The plane was in a huge nosedive, going down fast and I couldn't find the damned parachute. Like always, I did what I normally do. I yelled, no screamed, at my husband about the sink full of dirty coffee cups, slammed every door that I walked through, and then...then I splintered.
You see, I'm not a patient person. No, not me. Not at all. I strum my fingers against the steering wheel, willing the car ahead to go just a little faster so I can make the light. I open the microwave between 1 second remaining and zero just so I don't have to hear its annoying beep. It's half impatience and half OCD. But it's me. So one would think I would know better than to cruise out to the CFF.ORG website post walk. Like always, I lie to myself, telling myself that I'm going to look up walk results of friends and acquaintances. But I'm coming clean - it's a lie. It's always the same lie - a different excuse maybe but the same lie nonetheless.

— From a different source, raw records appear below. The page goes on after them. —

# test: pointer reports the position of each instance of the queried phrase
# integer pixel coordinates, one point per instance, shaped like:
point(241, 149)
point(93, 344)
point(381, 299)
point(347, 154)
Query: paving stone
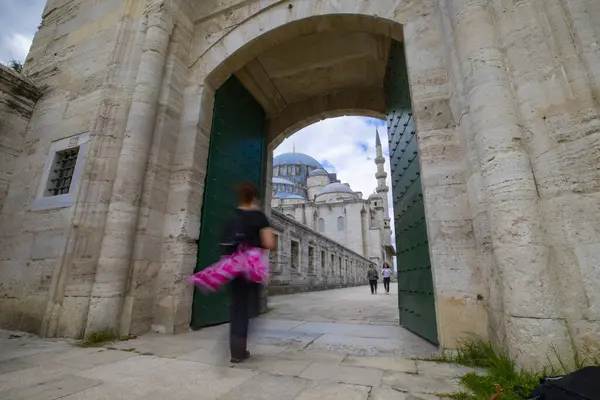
point(55, 355)
point(386, 363)
point(52, 389)
point(360, 346)
point(334, 391)
point(309, 355)
point(13, 364)
point(209, 385)
point(33, 376)
point(118, 370)
point(420, 383)
point(91, 360)
point(213, 357)
point(338, 373)
point(267, 387)
point(445, 369)
point(387, 393)
point(275, 366)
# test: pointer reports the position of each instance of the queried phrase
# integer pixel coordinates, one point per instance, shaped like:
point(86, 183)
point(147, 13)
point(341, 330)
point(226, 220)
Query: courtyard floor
point(339, 344)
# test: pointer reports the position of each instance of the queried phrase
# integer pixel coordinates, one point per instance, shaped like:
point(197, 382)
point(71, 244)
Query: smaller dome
point(288, 196)
point(318, 172)
point(336, 188)
point(282, 181)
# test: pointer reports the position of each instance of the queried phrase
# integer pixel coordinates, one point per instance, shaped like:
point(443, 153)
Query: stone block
point(384, 363)
point(339, 373)
point(334, 391)
point(445, 370)
point(266, 387)
point(50, 244)
point(388, 393)
point(52, 389)
point(276, 366)
point(420, 383)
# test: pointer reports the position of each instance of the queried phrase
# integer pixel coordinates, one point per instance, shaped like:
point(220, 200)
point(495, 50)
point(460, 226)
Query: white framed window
point(60, 177)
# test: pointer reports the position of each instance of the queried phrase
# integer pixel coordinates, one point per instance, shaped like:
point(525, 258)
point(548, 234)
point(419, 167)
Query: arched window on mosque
point(321, 225)
point(340, 223)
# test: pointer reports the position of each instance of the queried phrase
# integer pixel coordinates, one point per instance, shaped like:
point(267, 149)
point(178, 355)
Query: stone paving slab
point(384, 363)
point(53, 389)
point(267, 387)
point(445, 370)
point(276, 366)
point(334, 391)
point(387, 393)
point(292, 359)
point(339, 373)
point(420, 383)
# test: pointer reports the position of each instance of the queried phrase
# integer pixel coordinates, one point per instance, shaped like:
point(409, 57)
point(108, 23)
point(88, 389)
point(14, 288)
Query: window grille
point(62, 171)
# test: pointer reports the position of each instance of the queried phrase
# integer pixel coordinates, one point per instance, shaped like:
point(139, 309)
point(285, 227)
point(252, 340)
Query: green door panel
point(237, 152)
point(415, 284)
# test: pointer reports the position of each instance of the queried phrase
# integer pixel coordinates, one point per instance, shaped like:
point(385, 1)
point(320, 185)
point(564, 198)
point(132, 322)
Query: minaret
point(382, 187)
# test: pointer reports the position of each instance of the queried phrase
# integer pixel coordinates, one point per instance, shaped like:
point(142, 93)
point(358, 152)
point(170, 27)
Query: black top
point(254, 221)
point(244, 227)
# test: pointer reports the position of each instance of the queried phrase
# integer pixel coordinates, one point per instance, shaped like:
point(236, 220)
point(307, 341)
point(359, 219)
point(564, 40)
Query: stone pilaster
point(117, 245)
point(519, 244)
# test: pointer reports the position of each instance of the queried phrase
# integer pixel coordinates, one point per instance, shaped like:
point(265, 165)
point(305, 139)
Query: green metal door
point(415, 285)
point(237, 152)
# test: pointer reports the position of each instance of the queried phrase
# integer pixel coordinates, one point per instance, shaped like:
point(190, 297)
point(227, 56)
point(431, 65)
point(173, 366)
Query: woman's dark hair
point(247, 192)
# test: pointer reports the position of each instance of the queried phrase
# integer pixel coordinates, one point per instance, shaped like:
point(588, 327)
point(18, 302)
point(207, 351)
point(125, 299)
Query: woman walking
point(249, 227)
point(387, 276)
point(372, 276)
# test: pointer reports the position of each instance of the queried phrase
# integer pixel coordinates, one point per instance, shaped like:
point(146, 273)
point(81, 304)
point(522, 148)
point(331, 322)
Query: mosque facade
point(304, 191)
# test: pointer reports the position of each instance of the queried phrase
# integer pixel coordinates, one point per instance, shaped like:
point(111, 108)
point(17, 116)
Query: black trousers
point(244, 304)
point(373, 286)
point(386, 284)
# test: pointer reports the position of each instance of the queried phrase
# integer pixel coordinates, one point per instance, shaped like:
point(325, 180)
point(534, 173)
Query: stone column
point(518, 241)
point(119, 234)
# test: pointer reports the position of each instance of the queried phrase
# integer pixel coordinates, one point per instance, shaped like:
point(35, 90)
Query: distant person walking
point(387, 276)
point(373, 276)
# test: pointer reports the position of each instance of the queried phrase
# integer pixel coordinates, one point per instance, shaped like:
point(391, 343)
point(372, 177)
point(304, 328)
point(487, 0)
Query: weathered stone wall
point(506, 103)
point(295, 271)
point(17, 100)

Like a fool I'm a much too frequent visitor of http://www.cff.org/. I'm a fool not because I visit so regularly but because I expect to see something other than the face of the middle aged physician who pledges, "I will keep working toward a cure." Sorry Buckaroo, no can do. Nope. Not good enough. Each and every time I see his face I let out a heavy sigh to give voice to my disappointment at the absence of what I have been waiting for since diagnosis: "We are Pleased to Announce That The Cure Has Been Found." How many times in fact have I seen that guy's face? A hundred? Five hundred? A thousand? I don't know. The point is, it's still there. His face. His promise. And I'm tired of waiting on promises. I want a cure. Did you hear me? I WANT A CURE NOW.

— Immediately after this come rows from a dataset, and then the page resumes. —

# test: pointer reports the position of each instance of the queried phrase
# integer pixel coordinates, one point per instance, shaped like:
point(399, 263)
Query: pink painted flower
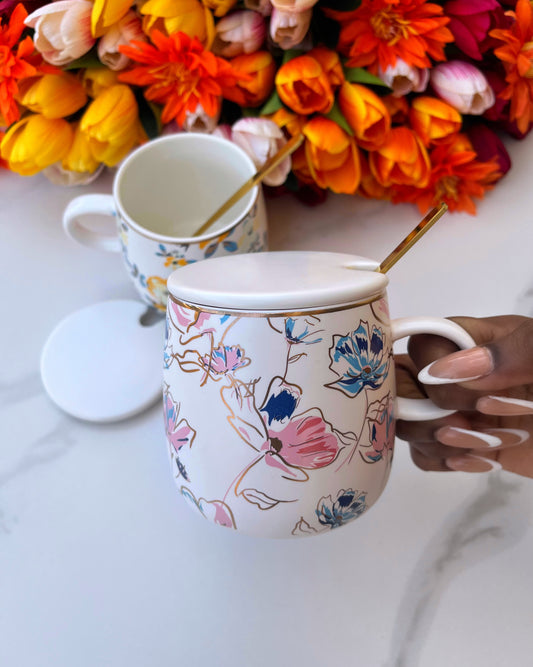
point(179, 433)
point(224, 359)
point(62, 30)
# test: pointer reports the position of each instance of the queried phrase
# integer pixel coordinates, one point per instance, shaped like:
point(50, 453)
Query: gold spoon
point(408, 242)
point(269, 165)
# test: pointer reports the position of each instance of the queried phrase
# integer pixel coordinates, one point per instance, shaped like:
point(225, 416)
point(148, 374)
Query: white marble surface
point(102, 564)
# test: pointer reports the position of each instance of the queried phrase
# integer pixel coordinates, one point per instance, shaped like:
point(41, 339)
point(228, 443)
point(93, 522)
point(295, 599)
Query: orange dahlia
point(457, 177)
point(14, 63)
point(379, 32)
point(517, 57)
point(179, 74)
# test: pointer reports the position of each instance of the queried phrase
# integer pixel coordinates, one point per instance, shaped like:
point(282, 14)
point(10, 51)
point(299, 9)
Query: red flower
point(180, 74)
point(380, 31)
point(457, 177)
point(14, 63)
point(470, 22)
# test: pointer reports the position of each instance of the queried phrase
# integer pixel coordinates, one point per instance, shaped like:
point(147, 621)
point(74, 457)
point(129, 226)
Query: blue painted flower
point(359, 359)
point(348, 505)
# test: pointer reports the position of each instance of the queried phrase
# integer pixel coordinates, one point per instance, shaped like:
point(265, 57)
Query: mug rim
point(181, 240)
point(333, 308)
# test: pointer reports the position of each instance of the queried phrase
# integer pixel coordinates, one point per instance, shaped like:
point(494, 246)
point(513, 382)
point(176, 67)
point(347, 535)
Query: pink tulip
point(261, 138)
point(488, 145)
point(264, 7)
point(288, 29)
point(463, 86)
point(404, 78)
point(62, 30)
point(239, 32)
point(470, 22)
point(293, 5)
point(129, 27)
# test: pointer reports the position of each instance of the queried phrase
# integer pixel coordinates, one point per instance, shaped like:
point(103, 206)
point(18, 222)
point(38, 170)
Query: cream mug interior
point(171, 185)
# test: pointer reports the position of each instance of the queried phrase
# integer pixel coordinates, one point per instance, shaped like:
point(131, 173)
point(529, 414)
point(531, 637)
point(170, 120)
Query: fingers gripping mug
point(162, 193)
point(279, 391)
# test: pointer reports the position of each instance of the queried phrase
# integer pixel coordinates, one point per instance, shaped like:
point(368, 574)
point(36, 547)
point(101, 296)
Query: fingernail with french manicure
point(458, 367)
point(503, 406)
point(462, 437)
point(472, 463)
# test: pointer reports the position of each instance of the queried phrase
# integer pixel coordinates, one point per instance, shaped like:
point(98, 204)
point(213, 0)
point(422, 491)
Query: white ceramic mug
point(162, 193)
point(279, 390)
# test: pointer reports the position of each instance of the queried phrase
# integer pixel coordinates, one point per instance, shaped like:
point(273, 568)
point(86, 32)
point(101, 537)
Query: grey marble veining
point(488, 524)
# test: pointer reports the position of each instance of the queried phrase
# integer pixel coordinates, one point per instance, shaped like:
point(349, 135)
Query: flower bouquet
point(401, 100)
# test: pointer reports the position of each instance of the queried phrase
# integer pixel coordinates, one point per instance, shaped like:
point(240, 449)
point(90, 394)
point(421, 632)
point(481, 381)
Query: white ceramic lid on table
point(282, 280)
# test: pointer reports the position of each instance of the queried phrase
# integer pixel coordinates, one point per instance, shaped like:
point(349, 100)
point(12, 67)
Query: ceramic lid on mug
point(271, 281)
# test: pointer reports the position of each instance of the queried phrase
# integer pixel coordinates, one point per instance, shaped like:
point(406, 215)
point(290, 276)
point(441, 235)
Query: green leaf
point(337, 117)
point(272, 105)
point(89, 59)
point(360, 75)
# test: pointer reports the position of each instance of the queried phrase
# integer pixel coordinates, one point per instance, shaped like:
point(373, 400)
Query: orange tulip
point(369, 186)
point(402, 160)
point(304, 87)
point(331, 64)
point(366, 114)
point(292, 122)
point(332, 156)
point(433, 119)
point(260, 69)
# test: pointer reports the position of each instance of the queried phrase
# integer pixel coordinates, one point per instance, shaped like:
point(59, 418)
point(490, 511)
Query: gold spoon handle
point(269, 165)
point(423, 226)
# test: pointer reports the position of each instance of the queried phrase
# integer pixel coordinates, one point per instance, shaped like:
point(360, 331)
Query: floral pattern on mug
point(334, 512)
point(214, 510)
point(359, 359)
point(381, 426)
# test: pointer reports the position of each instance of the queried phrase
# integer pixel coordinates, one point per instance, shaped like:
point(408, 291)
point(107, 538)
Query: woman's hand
point(490, 387)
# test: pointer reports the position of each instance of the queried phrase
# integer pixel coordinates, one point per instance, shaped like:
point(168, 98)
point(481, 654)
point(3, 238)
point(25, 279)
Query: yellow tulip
point(80, 158)
point(220, 7)
point(52, 95)
point(188, 16)
point(97, 79)
point(107, 12)
point(111, 125)
point(35, 142)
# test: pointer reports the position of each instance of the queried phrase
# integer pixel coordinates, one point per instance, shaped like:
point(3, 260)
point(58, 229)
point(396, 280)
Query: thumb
point(499, 364)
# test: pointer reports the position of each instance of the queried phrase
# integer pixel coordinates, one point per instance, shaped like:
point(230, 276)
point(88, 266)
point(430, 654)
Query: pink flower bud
point(129, 27)
point(288, 29)
point(264, 7)
point(293, 5)
point(62, 30)
point(404, 78)
point(261, 139)
point(463, 86)
point(239, 32)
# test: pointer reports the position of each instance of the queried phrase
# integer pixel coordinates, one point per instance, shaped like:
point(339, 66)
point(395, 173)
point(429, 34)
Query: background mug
point(162, 193)
point(279, 390)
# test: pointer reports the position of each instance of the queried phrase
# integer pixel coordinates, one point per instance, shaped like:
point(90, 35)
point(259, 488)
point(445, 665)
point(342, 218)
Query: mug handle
point(97, 205)
point(417, 409)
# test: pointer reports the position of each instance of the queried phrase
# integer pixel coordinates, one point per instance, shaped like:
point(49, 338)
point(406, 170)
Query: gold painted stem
point(408, 242)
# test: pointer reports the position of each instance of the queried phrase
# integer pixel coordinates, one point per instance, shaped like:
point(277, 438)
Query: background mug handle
point(92, 204)
point(415, 409)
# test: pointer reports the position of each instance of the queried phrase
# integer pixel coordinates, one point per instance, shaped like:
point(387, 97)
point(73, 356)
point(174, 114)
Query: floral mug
point(279, 390)
point(162, 193)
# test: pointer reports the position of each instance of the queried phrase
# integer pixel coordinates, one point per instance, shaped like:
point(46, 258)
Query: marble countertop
point(103, 564)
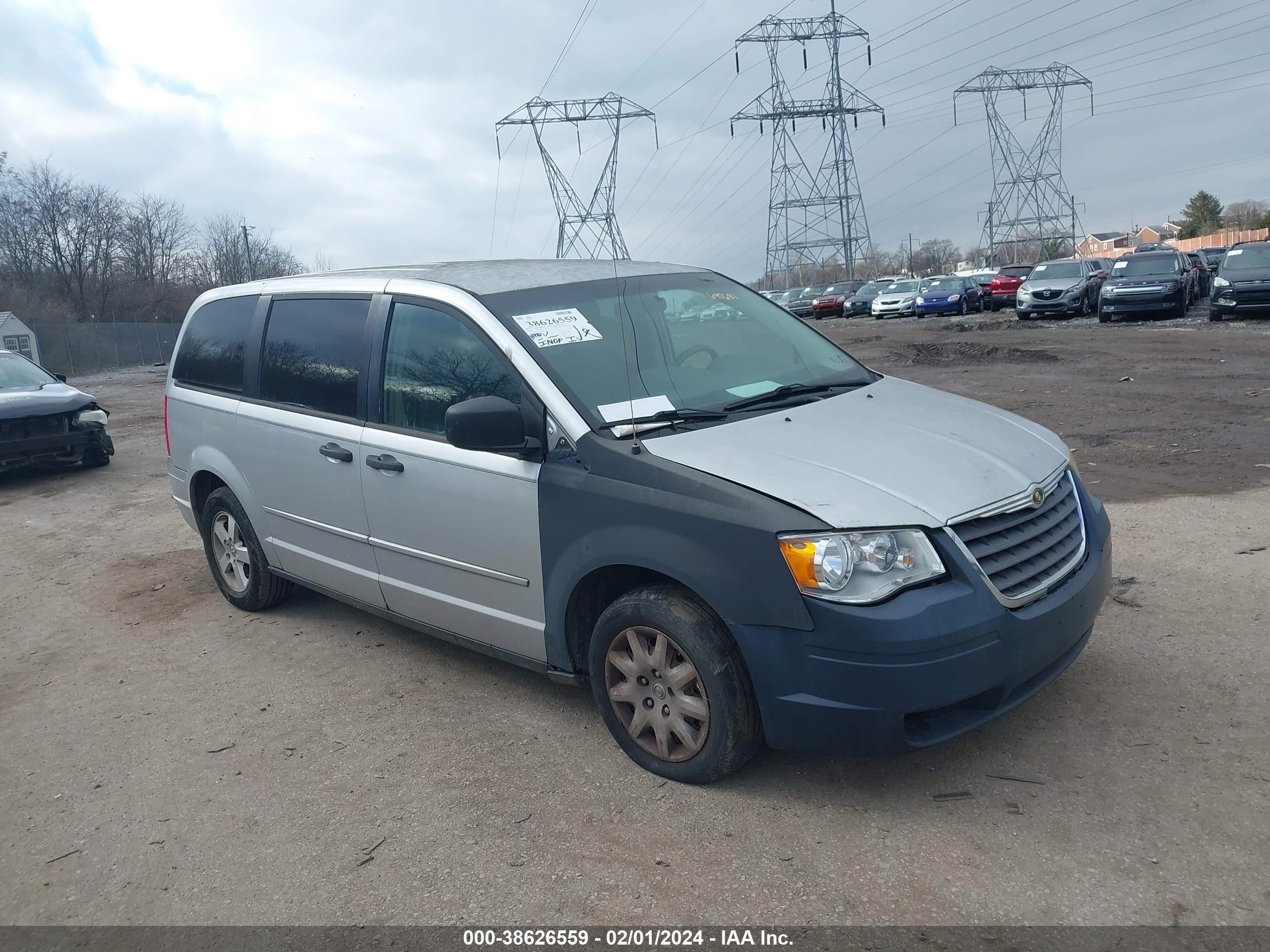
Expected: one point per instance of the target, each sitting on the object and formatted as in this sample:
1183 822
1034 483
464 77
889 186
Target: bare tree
157 238
220 257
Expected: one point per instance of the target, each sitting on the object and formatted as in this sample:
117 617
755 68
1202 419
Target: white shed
16 336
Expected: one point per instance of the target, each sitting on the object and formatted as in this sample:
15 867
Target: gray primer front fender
606 507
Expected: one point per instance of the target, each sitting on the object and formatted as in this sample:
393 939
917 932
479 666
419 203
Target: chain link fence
76 349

So pardon me if the apathy of a few has wet my feathers. I know life is too short to wallow. I just had to purge it. I'm human afterall. My feelings get hurt, I whine a little and then I move on, past all the bullshit and onto the next line item.
The kink in my line is fixed and I can go back to life as I know it...crayola on my leather couches, fundraising for a cure, dog hair on my kitchen floor, a husband who snores the whole night through, more fundraising, students who forget homework that was never done and don't let me forget, more fundraising for a cure...you know the drill.
Oh, and by the way, thanks for the purge.